Member of the Manitoba Legislative Assembly for Winnipeg
- In office 1922–1936

22nd Mayor of Winnipeg
- In office 1909–1911
- Preceded by: James Henry Ashdown
- Succeeded by: Richard Deans Waugh

Personal details
- Born: December 18, 1869 Spencerville, Ontario
- Died: June 27, 1949 (aged 79) Winnipeg, Manitoba, Canada
- Party: Progressive Conservative Party of Manitoba
- Spouse: Mary Irene Gurney ​(m. 1900)​
- Relations: Harry Marshall Erskine Evans (brother)
- Children: Gurney Evans
- Education: Victoria University Columbia University
- Profession: publisher

= William Sanford Evans =

Canadian politician

William Sanford Evans (December 18, 1869 - June 27, 1949) was a Manitoba politician. Between 1933 and 1936, he was the leader of Manitoba's Conservative Party caucus.

Evans was born in Spencerville, Ontario, the son of Rev. J.S. Evans and Mary Jane Vaux. He was educated at the Collegiate Institute in Hamilton, Ontario, Victoria University and Columbia University. He subsequently moved to Manitoba.

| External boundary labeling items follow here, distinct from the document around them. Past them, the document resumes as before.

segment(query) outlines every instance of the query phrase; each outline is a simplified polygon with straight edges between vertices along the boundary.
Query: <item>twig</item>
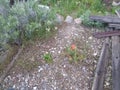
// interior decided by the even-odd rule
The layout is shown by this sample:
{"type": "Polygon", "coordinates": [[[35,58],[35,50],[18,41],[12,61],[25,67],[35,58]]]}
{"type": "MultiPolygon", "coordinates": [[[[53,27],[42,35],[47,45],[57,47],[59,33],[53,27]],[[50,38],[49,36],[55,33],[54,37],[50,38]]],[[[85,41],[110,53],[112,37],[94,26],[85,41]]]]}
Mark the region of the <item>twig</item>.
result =
{"type": "Polygon", "coordinates": [[[15,61],[17,60],[17,58],[19,57],[20,53],[22,52],[23,48],[20,48],[18,50],[18,53],[15,55],[15,57],[13,57],[11,63],[8,65],[8,67],[6,68],[5,72],[3,73],[3,75],[0,77],[0,84],[2,83],[2,81],[5,79],[5,77],[7,76],[7,73],[10,71],[10,69],[13,67],[15,61]]]}

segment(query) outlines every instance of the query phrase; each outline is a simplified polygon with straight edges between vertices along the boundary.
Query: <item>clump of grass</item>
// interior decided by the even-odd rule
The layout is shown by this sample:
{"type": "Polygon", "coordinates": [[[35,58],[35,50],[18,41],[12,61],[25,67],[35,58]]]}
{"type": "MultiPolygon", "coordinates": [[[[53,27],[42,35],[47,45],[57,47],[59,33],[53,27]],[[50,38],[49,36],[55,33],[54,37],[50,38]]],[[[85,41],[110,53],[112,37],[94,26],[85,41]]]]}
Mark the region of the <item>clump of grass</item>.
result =
{"type": "Polygon", "coordinates": [[[43,55],[43,59],[45,60],[46,63],[52,63],[52,62],[53,62],[52,55],[51,55],[51,53],[49,53],[49,52],[46,52],[46,53],[43,55]]]}
{"type": "Polygon", "coordinates": [[[37,68],[38,65],[40,65],[40,62],[38,62],[37,60],[31,61],[28,59],[28,60],[18,60],[16,62],[17,67],[26,71],[31,71],[34,68],[37,68]]]}

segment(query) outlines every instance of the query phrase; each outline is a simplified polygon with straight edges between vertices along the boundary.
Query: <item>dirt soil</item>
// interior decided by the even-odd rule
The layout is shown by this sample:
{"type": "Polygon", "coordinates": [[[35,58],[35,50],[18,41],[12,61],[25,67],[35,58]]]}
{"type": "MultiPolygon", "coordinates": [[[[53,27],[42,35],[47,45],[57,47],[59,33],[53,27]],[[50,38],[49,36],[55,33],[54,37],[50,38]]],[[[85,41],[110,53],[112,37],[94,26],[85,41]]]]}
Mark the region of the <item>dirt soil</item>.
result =
{"type": "Polygon", "coordinates": [[[101,41],[92,37],[93,29],[64,23],[46,40],[24,48],[15,66],[5,78],[3,90],[91,90],[101,41]],[[67,47],[75,45],[79,61],[70,62],[67,47]],[[49,52],[53,62],[46,63],[49,52]]]}

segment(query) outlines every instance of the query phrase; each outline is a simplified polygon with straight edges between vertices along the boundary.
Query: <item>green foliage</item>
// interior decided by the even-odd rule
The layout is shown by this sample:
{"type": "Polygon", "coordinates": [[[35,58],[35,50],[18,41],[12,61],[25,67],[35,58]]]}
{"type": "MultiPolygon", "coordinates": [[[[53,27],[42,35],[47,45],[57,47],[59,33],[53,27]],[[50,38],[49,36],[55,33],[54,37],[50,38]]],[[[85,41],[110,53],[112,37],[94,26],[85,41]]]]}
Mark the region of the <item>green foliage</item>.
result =
{"type": "Polygon", "coordinates": [[[29,0],[16,2],[10,8],[8,0],[0,1],[0,47],[19,39],[47,36],[53,30],[54,10],[39,7],[39,4],[29,0]]]}
{"type": "Polygon", "coordinates": [[[43,59],[47,63],[52,63],[53,62],[52,55],[51,55],[51,53],[48,53],[48,52],[43,55],[43,59]]]}
{"type": "Polygon", "coordinates": [[[89,16],[91,14],[91,11],[90,10],[87,10],[83,15],[81,15],[81,19],[82,19],[82,23],[85,25],[85,26],[89,26],[89,27],[97,27],[97,28],[100,28],[100,27],[104,27],[102,23],[100,22],[93,22],[89,19],[89,16]]]}

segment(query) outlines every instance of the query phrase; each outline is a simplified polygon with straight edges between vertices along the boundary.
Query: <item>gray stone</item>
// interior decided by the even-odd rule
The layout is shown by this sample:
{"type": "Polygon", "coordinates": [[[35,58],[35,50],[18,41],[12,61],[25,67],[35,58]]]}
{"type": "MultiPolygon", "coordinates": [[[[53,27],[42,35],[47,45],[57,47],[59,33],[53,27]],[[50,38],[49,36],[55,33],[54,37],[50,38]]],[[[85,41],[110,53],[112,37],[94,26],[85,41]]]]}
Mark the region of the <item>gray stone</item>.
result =
{"type": "Polygon", "coordinates": [[[76,19],[74,19],[74,22],[75,22],[75,24],[81,24],[82,20],[81,20],[81,18],[76,18],[76,19]]]}
{"type": "Polygon", "coordinates": [[[73,22],[73,17],[67,16],[66,19],[65,19],[65,22],[66,23],[72,23],[73,22]]]}
{"type": "Polygon", "coordinates": [[[62,15],[56,14],[55,22],[61,25],[63,21],[64,21],[64,17],[62,15]]]}

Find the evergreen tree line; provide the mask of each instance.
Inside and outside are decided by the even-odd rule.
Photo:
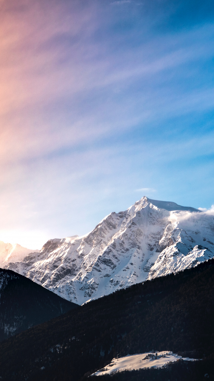
[[[212,259],[175,275],[120,290],[30,328],[0,343],[0,376],[3,381],[78,381],[86,379],[114,357],[166,350],[203,359],[170,366],[181,375],[186,372],[187,378],[184,380],[194,379],[188,379],[188,369],[199,375],[196,370],[200,364],[209,368],[209,371],[201,371],[209,372],[211,379],[214,280]],[[174,375],[177,371],[169,369],[109,376],[125,380],[130,376],[136,381],[181,379]],[[204,379],[202,373],[195,379]],[[144,374],[148,377],[143,378]],[[162,378],[155,374],[162,375]]]

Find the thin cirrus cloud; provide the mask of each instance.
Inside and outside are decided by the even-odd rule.
[[[156,189],[153,189],[153,188],[141,188],[139,189],[136,189],[136,192],[141,192],[145,193],[153,193],[157,192]]]
[[[179,4],[166,3],[0,2],[7,237],[20,226],[24,245],[40,228],[40,245],[44,234],[83,234],[134,203],[133,189],[201,205],[212,187],[213,25],[179,29]]]

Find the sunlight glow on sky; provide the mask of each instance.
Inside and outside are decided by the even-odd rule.
[[[213,2],[0,9],[0,240],[40,248],[145,195],[210,208]]]

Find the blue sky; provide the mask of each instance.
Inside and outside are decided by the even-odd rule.
[[[0,2],[0,240],[214,203],[211,1]]]

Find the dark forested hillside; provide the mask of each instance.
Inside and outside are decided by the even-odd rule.
[[[153,349],[213,362],[214,318],[211,259],[91,301],[0,343],[0,376],[86,379],[113,357]]]
[[[0,269],[0,341],[76,307],[22,275]]]

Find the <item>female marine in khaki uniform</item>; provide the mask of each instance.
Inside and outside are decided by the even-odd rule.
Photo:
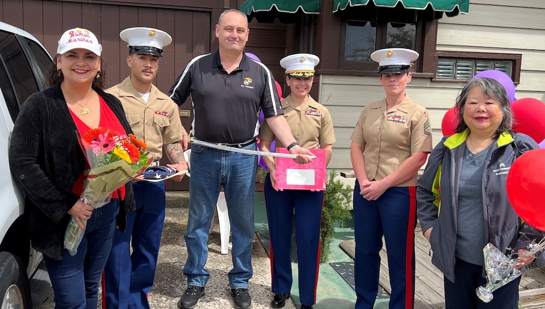
[[[364,108],[350,138],[356,177],[356,309],[373,308],[377,298],[383,236],[392,287],[390,308],[413,307],[416,180],[432,150],[428,113],[405,94],[412,77],[410,63],[417,58],[417,53],[404,48],[371,54],[379,63],[386,98]]]
[[[314,67],[318,61],[317,57],[309,54],[291,55],[280,60],[280,65],[286,69],[286,81],[292,92],[282,102],[282,107],[297,143],[305,148],[326,149],[327,164],[331,157],[331,144],[335,141],[333,122],[328,109],[308,95],[314,79]],[[275,137],[266,121],[261,128],[259,139],[261,150],[269,151]],[[277,139],[276,143],[277,147],[284,147]],[[288,149],[294,144],[288,145]],[[263,191],[269,221],[272,289],[275,293],[271,305],[282,308],[290,296],[292,282],[290,238],[295,210],[301,308],[312,308],[316,300],[324,191],[278,190],[275,162],[270,157],[263,159],[269,170]]]

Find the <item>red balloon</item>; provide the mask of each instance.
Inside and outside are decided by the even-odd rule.
[[[545,149],[530,150],[519,157],[507,174],[507,199],[526,223],[545,231]]]
[[[532,138],[536,143],[545,139],[545,104],[531,98],[520,98],[511,103],[515,123],[513,129]]]
[[[441,132],[443,136],[450,136],[456,133],[454,130],[458,126],[458,120],[456,119],[458,112],[458,108],[453,106],[445,114],[441,122]]]

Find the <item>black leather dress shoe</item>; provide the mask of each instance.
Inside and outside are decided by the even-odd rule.
[[[273,308],[283,308],[286,305],[286,300],[291,296],[290,293],[288,294],[275,294],[272,296],[272,300],[271,301],[271,306]]]
[[[252,307],[252,298],[248,289],[231,289],[231,296],[237,309],[247,309]]]
[[[178,302],[179,309],[193,309],[197,307],[199,299],[204,295],[204,287],[189,286]]]

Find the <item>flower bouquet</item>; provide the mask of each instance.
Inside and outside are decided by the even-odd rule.
[[[517,257],[530,257],[545,247],[545,238],[539,243],[532,242],[526,250],[528,251],[520,255],[514,254]],[[508,257],[503,254],[495,246],[488,243],[482,249],[485,254],[485,269],[486,270],[486,285],[477,288],[477,296],[485,302],[490,302],[494,298],[492,292],[510,282],[517,277],[522,275],[522,271],[514,268],[520,265],[518,257]]]
[[[90,166],[80,199],[95,208],[110,202],[112,193],[142,174],[152,161],[144,152],[147,145],[134,134],[101,128],[76,134]],[[87,220],[81,221],[84,228]],[[84,232],[71,217],[64,234],[64,248],[71,255],[77,252]]]

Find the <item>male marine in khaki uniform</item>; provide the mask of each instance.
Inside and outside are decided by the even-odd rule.
[[[172,163],[167,166],[187,170],[179,143],[184,129],[178,107],[152,84],[162,47],[172,38],[164,31],[145,27],[126,29],[119,35],[129,43],[127,64],[131,76],[107,92],[121,101],[136,137],[147,144],[146,150],[153,156],[153,164],[158,165],[165,145]],[[183,177],[172,179],[180,181]],[[153,285],[165,221],[165,183],[141,180],[132,184],[136,210],[128,215],[125,233],[118,229],[114,234],[102,280],[105,309],[149,309],[147,294]]]

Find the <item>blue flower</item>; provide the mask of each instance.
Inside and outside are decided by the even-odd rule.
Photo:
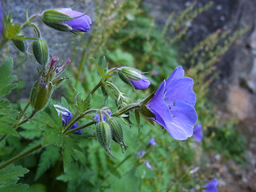
[[[73,18],[70,21],[62,22],[62,24],[66,24],[72,28],[72,31],[86,32],[90,29],[90,25],[91,25],[92,22],[88,15],[68,8],[59,9],[57,11]]]
[[[216,178],[211,180],[205,186],[204,192],[218,192],[218,181]]]
[[[149,163],[148,161],[145,161],[145,162],[143,162],[143,164],[144,164],[148,169],[153,170],[152,166],[150,166],[150,164]]]
[[[193,91],[194,82],[192,78],[184,77],[184,74],[182,66],[176,67],[146,105],[155,115],[154,120],[177,140],[191,137],[198,119],[194,107],[197,100]]]
[[[58,114],[62,115],[62,124],[64,126],[66,126],[73,118],[71,112],[63,106],[61,106],[58,105],[54,105],[54,106],[58,112]],[[75,122],[73,124],[73,126],[70,127],[70,130],[74,130],[77,127],[78,127],[78,123]],[[74,131],[74,134],[82,134],[82,130],[79,130]]]
[[[203,137],[203,133],[202,133],[202,124],[198,123],[193,131],[193,137],[194,139],[198,142],[202,142],[202,137]]]
[[[136,69],[124,66],[118,70],[118,75],[121,79],[136,90],[146,90],[150,85],[150,81]]]

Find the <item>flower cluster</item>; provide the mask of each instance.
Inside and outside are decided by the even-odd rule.
[[[176,67],[146,104],[155,115],[153,119],[177,140],[191,137],[198,119],[194,107],[196,102],[194,82],[192,78],[184,77],[184,73],[182,66]]]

Evans was active in the publishing industry of his new province, founding the Winnipeg Telegram and writing a book on Canadian Imperialism during the Second Boer War. In 1920, he co-founded a publishing firm specializing in grain industry news. He married Mary Irene Gurney, a noted pianist, in 1900.

Evans ran for the federal Conservatives in Winnipeg in 1904, but was defeated by Liberal David Bole. He was elected Mayor of Winnipeg in 1909, and served in that position until 1911.

Evans was first elected to the Manitoba legislature in 1922, leading the Conservative party list in Winnipeg (which elected ten MLAs through preferential balloting). He was re-elected in 1927 and 1932, topping the Winnipeg ballot on the latter occasion. Evans was chosen as Conservative party parliamentary leader following the resignation of Col. Fawcett Taylor in 1933. He did not run against Errick F. Willis for the party leadership in 1936 and did not run for reelection in the provincial election which followed.

In 1931, while still serving in the Manitoba legislature, Evans was appointed by British Columbia Premier Simon F. Tolmie to head a commission investigating that province's fruit-growing cooperatives. The commission's report recommended a return to open competition and was opposed by many within the industry.

He was president of the first Canadian Club, formed in Hamilton, and helped form the Canadian Club of Winnipeg, also serving as its president.

Evans continued to publish grain industry news following his retirement from parliament. He died in 1949.

Notably, Evans's brother Harry M.E. Evans served as Mayor of Edmonton, Alberta. As well, Evans's son Gurney Evans served as a cabinet minister in the governments of Dufferin Roblin and Walter Weir in Manitoba.